The Heath Company was founded in the 1920s as a "do-it-yourself" electronics kit provider. "Heathkits" provided simple, accessible instructions understandable to amateurs and experts alike. As hobbyists built radios, televisions, and computers from scratch, they gained electronics skills. These kits were not novelties, but emphasized access to affordable, advanced, high-performance technology. Parallels can easily be seen within present-day...
This tape player combined the newest audio format with the spaciest design. Eight-track tape became popular in the mid-1970s; unlike vinyl records, eight-tracks wouldn't skip and could be played in moving cars. This Weltron 2001 eight-track tape player was well-named: its design evokes the 1968 film "2001: A Space Odyssey," and other visions of our future in space.
The size of radios shrank following the advent of transistor technology. Even the smallest vacuum tubes were bulky, and their power consumption ensured the need for large batteries. Transistor radios made of lightweight plastics were cheap and truly portable.
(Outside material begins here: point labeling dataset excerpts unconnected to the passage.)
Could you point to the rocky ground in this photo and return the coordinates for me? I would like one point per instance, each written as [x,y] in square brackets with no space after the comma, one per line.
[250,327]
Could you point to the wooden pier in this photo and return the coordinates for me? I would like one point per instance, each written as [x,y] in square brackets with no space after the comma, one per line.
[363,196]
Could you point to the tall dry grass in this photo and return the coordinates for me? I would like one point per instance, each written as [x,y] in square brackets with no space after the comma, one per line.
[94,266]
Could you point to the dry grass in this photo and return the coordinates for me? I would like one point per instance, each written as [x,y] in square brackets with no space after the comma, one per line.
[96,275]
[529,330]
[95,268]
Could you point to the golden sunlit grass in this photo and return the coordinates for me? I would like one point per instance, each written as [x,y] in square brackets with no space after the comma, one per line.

With the addition of an earphone a radio such as this allowed the listener to enjoy a completely personal listening experience.
In the early 1980s Japanese electronics manufacturers began to develop a sense of how to shape American tastes in design, terming their approach "lifestyle design." This boombox represents the first example of a Japanese electronics firm tapping into the international trend toward postmodernist design. It references 1930s American streamline design, while simultaneously drawing inspiration from 1950s American vernacular design.